The destination DataHub topic is of the TUPLE type and has the following schema:

+-------+------+----------+-------------+
| Index | name |   type   |  allow NULL |
+-------+------+----------+-------------+
|   0   |  key |  STRING  |     true    |
|   1   |  val |  STRING  |     true    |
+-------+------+----------+-------------+

MySQL

Schema of the source MySQL table

mysql> desc orders;
+-------+---------+------+-----+---------+-------+
| Field | Type    | Null | Key | Default | Extra |
+-------+---------+------+-----+---------+-------+
| oid   | int(11) | YES  |     | NULL    |       |
| pid   | int(11) | YES  |     | NULL    |       |
| num   | int(11) | YES  |     | NULL    |       |
+-------+---------+------+-----+---------+-------+
3 rows in set (0.00 sec)

Data

After the data is written to DataHub, the key field is null, and the value of the val field is a JSON string.

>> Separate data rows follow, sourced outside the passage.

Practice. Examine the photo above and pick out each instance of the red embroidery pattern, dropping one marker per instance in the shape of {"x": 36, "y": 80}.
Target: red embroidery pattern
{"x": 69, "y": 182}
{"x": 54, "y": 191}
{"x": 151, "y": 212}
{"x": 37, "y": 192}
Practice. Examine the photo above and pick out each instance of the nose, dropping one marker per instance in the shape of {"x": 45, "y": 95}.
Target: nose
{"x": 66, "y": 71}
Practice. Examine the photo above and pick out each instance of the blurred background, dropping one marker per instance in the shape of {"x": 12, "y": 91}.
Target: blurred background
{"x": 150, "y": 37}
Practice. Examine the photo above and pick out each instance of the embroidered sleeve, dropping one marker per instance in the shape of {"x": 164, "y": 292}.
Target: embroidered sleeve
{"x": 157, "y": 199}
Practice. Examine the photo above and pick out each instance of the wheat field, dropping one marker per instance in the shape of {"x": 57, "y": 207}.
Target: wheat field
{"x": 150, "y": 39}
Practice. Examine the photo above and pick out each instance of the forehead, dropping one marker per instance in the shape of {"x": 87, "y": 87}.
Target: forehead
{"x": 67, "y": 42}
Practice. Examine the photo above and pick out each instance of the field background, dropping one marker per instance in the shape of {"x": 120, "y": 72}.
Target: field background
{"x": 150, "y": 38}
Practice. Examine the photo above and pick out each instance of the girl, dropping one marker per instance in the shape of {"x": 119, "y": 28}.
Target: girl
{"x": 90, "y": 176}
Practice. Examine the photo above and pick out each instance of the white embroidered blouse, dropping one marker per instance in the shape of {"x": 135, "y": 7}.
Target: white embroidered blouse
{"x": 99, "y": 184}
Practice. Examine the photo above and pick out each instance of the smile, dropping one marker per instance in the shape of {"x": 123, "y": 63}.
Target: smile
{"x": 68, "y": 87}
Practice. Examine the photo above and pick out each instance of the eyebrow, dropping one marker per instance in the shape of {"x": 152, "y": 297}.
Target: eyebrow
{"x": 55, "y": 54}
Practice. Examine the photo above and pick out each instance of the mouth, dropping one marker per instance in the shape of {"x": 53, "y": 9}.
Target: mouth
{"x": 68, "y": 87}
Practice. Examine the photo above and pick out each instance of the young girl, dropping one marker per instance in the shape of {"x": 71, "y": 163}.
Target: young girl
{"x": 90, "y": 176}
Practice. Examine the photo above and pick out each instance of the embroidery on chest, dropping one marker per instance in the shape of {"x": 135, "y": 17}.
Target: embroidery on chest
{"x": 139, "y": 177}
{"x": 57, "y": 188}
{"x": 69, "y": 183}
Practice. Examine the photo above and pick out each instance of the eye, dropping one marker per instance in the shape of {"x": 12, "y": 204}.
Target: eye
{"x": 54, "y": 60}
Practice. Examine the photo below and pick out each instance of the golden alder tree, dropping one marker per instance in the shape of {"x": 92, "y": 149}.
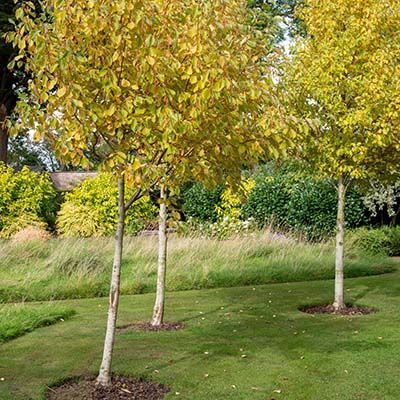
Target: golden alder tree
{"x": 155, "y": 90}
{"x": 341, "y": 89}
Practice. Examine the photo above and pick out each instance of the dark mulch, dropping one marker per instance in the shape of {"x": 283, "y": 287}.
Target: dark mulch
{"x": 329, "y": 309}
{"x": 121, "y": 389}
{"x": 147, "y": 327}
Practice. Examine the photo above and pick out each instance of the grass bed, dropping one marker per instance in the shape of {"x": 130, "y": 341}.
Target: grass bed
{"x": 81, "y": 268}
{"x": 244, "y": 343}
{"x": 18, "y": 319}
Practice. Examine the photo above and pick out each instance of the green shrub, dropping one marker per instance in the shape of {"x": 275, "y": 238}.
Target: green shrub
{"x": 268, "y": 200}
{"x": 13, "y": 225}
{"x": 312, "y": 208}
{"x": 290, "y": 198}
{"x": 379, "y": 241}
{"x": 91, "y": 209}
{"x": 201, "y": 203}
{"x": 24, "y": 196}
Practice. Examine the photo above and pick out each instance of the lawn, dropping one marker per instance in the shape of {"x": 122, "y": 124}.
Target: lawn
{"x": 81, "y": 268}
{"x": 239, "y": 343}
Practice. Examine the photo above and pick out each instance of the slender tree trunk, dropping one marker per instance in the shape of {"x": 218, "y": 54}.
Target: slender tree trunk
{"x": 3, "y": 134}
{"x": 3, "y": 145}
{"x": 104, "y": 377}
{"x": 338, "y": 304}
{"x": 158, "y": 311}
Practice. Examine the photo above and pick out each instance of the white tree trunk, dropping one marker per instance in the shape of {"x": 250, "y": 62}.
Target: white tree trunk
{"x": 158, "y": 311}
{"x": 338, "y": 304}
{"x": 104, "y": 377}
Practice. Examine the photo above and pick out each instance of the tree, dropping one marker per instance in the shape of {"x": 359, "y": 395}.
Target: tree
{"x": 7, "y": 79}
{"x": 166, "y": 89}
{"x": 342, "y": 82}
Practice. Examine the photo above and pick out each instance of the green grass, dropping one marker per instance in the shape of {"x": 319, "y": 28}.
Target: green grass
{"x": 18, "y": 319}
{"x": 306, "y": 357}
{"x": 80, "y": 268}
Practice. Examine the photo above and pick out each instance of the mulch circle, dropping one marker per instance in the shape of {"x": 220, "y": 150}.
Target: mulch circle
{"x": 147, "y": 327}
{"x": 122, "y": 388}
{"x": 329, "y": 309}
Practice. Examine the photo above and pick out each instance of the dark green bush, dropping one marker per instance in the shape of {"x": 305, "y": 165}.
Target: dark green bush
{"x": 313, "y": 206}
{"x": 201, "y": 203}
{"x": 379, "y": 241}
{"x": 289, "y": 198}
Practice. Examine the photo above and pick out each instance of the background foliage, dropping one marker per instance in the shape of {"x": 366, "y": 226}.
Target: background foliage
{"x": 26, "y": 198}
{"x": 91, "y": 209}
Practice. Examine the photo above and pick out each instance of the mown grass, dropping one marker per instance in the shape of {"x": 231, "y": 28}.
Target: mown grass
{"x": 18, "y": 319}
{"x": 289, "y": 355}
{"x": 80, "y": 268}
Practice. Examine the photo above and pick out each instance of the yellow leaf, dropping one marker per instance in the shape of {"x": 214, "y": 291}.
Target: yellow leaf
{"x": 61, "y": 92}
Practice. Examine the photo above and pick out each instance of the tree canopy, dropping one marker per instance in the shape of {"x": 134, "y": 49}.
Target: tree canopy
{"x": 344, "y": 80}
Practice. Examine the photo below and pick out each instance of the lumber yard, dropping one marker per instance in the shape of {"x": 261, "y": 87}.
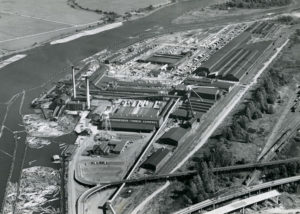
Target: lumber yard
{"x": 142, "y": 109}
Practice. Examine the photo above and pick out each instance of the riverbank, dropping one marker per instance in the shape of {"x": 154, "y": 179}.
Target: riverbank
{"x": 62, "y": 29}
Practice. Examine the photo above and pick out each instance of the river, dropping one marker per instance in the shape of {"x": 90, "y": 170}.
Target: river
{"x": 27, "y": 78}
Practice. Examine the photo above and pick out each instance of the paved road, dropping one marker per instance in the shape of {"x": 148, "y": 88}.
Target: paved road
{"x": 237, "y": 194}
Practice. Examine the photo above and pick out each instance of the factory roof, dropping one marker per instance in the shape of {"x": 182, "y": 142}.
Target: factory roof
{"x": 207, "y": 90}
{"x": 156, "y": 157}
{"x": 223, "y": 85}
{"x": 221, "y": 56}
{"x": 174, "y": 134}
{"x": 132, "y": 126}
{"x": 136, "y": 113}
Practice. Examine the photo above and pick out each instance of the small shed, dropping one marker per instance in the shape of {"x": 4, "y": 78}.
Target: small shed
{"x": 173, "y": 136}
{"x": 156, "y": 160}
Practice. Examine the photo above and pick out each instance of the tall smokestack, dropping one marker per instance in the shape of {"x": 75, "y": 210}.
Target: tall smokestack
{"x": 74, "y": 83}
{"x": 87, "y": 92}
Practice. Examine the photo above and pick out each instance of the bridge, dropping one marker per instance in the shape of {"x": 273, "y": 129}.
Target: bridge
{"x": 82, "y": 199}
{"x": 239, "y": 193}
{"x": 241, "y": 204}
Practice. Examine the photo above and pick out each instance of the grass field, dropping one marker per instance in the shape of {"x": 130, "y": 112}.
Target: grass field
{"x": 118, "y": 6}
{"x": 25, "y": 23}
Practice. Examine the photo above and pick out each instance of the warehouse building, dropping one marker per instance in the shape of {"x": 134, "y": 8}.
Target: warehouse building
{"x": 216, "y": 61}
{"x": 173, "y": 137}
{"x": 172, "y": 60}
{"x": 210, "y": 93}
{"x": 203, "y": 81}
{"x": 156, "y": 160}
{"x": 235, "y": 60}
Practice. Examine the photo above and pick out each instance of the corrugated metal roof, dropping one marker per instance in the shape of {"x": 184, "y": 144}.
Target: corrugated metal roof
{"x": 132, "y": 126}
{"x": 206, "y": 90}
{"x": 174, "y": 134}
{"x": 157, "y": 157}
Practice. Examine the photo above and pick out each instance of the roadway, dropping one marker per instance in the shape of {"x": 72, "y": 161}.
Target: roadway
{"x": 240, "y": 192}
{"x": 216, "y": 121}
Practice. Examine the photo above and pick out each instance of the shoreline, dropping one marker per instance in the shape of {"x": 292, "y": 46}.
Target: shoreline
{"x": 85, "y": 27}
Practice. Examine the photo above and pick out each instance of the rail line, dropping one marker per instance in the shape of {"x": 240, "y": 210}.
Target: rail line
{"x": 82, "y": 199}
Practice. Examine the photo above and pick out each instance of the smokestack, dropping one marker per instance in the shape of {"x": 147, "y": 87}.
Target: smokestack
{"x": 74, "y": 83}
{"x": 87, "y": 92}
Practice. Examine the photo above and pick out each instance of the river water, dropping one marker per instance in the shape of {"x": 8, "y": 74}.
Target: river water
{"x": 24, "y": 80}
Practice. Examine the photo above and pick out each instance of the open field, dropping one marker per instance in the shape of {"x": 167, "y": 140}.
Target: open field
{"x": 38, "y": 21}
{"x": 105, "y": 169}
{"x": 119, "y": 6}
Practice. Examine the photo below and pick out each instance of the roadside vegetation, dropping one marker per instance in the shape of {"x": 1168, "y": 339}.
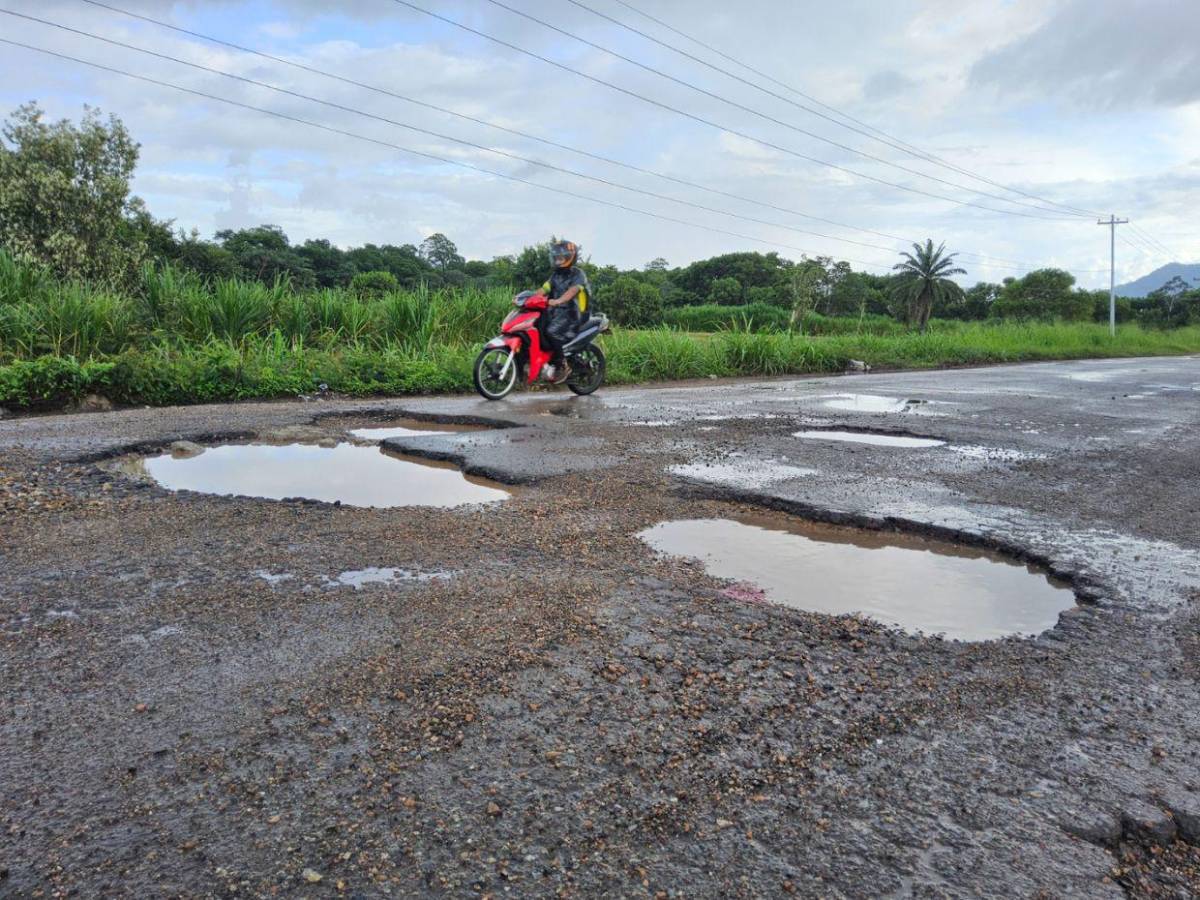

mysql> insert into orders values(1,2,3);

{
    "data":[
        {
            "oid":"1",
            "pid":"2",
            "num":"3"
        }
    ],
    "database":"ggtt",
    "es":1591092305000,
    "id":2,
    "isDdl":false,
    "mysqlType":{
        "oid":"int(11)",
        "pid":"int(11)",
        "num":"int(11)"
    },
    "old":null,
    "pkNames":null,
    "sql":"",
    "sqlType":{
        "oid":4,
        "pid":4,
        "num":4
    },
    "table":"orders",
    "ts":1591092305813,
    "type":"INSERT"
}